How to measure a subjective reaction to sensory stimuli, establishing a metric that can be applied to different people?
Let’s think on the following experiment: We present a fragrance to 2 people. Individual A and Individual B And we ask them: which score would you give to such fragrance? Both individuals answer score 10.
But if we wanted to go deeper in our research and asked the same individuals exposed to the same fragrance: What emotion did this fragrance provoke in you?
That’s where neuroscience enters: Studies that identify subjective reactions that, associated to the traditional sensory study, potentialize the understanding of the consumers’ emotions.
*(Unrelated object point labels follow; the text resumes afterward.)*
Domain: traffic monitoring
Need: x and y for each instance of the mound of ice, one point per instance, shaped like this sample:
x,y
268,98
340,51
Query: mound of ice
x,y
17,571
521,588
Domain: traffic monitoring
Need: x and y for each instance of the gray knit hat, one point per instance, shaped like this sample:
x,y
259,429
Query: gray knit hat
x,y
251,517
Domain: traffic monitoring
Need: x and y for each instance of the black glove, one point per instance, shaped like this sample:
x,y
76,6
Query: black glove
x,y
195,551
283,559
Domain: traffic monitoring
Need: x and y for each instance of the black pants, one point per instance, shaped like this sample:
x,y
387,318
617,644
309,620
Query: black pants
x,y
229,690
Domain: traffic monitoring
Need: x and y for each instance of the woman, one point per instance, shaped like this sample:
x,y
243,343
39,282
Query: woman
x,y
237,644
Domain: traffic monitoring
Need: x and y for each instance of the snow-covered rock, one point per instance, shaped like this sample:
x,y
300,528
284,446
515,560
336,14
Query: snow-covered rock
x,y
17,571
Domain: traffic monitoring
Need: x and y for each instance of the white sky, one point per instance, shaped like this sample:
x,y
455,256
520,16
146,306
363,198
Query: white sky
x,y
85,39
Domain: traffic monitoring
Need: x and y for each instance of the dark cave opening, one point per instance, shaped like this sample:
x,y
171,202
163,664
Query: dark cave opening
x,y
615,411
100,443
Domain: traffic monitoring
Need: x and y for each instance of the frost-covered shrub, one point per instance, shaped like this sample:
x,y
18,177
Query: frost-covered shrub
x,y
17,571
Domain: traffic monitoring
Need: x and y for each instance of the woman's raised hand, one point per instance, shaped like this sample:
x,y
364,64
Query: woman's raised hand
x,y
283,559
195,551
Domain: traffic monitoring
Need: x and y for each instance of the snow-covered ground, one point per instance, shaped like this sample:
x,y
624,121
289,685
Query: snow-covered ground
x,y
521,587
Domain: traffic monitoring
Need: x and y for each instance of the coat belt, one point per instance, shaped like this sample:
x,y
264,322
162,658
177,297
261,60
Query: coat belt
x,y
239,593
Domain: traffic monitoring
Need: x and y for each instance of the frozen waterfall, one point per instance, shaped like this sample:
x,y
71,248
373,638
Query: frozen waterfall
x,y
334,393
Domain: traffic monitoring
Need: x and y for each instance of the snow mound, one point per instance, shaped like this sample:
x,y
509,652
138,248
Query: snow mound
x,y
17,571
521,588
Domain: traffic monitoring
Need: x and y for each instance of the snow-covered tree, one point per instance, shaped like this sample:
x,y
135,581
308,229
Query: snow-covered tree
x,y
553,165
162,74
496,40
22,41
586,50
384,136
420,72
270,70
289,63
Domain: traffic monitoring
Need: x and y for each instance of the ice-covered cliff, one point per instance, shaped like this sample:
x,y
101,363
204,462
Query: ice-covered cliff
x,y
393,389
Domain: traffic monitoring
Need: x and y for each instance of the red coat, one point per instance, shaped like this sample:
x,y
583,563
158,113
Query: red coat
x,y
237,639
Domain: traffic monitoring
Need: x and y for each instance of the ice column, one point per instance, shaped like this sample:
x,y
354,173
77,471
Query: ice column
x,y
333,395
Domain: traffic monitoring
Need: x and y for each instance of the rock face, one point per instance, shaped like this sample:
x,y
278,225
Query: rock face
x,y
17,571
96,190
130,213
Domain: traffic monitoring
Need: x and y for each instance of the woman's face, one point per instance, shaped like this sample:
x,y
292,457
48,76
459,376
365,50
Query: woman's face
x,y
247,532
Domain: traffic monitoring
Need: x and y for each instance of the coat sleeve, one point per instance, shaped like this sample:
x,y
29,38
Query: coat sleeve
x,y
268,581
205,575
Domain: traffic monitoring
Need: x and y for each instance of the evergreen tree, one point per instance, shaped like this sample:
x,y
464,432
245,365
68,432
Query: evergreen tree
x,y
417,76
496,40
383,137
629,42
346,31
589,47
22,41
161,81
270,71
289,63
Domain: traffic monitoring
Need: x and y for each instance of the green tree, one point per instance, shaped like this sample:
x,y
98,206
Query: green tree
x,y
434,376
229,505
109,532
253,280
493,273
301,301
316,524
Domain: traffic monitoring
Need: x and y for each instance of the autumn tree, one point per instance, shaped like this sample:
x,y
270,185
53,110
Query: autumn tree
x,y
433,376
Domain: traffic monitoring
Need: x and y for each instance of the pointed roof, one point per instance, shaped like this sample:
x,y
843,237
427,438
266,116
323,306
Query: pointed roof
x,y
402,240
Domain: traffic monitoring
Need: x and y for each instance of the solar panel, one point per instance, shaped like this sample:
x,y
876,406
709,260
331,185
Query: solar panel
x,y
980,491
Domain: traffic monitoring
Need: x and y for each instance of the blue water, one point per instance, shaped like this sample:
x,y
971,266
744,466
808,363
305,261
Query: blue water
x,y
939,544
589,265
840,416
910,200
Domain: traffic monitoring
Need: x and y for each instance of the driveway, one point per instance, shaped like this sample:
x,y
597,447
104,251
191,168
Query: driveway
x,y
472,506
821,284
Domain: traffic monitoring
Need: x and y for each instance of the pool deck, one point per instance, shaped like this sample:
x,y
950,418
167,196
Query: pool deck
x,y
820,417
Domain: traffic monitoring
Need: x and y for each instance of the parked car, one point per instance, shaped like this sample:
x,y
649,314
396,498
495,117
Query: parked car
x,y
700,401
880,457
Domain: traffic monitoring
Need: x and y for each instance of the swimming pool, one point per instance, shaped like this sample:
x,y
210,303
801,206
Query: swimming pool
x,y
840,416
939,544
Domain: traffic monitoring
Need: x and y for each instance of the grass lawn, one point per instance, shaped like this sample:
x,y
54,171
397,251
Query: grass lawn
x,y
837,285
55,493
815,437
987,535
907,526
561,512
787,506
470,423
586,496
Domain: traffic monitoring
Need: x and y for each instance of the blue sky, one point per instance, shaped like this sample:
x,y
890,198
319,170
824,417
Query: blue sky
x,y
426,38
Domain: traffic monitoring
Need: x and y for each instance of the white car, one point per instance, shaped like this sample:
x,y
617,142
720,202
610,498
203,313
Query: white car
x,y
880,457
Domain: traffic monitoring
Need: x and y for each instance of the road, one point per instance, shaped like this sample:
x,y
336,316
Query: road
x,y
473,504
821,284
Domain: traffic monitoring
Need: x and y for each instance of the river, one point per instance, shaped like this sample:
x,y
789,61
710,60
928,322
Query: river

We measure variables and obtain details on the sensory impressions that are hardly exposed through words.
The body talks and neuroscience understands and translates this language with a great differential: the body doesn’t lie.
Consciously, we may try, through words, to manifest “politically correct” opinions, but it’s not possible to control responses such as the level of sweating, pupil dilatation, cardiac rhythm or electric frequencies and chemical reactions of the brain.
A person is capable of reporting the olfactory experience with a lot of confidence after having smelled a bottle, but will have a hard time reporting what happens with his cognitive system while he smells the bottle. This because the brain needs a certain time to establish connections, to perform processing, and to configure a final response.
With neuroscience, the scientists are capable of identifying a response more quickly and with more precision in relation to the emotions than the verbalization of the emotion itself.
It’s important that we continue questioning the consumers on their opinions. But it’s equally important to understand their involuntary reactions!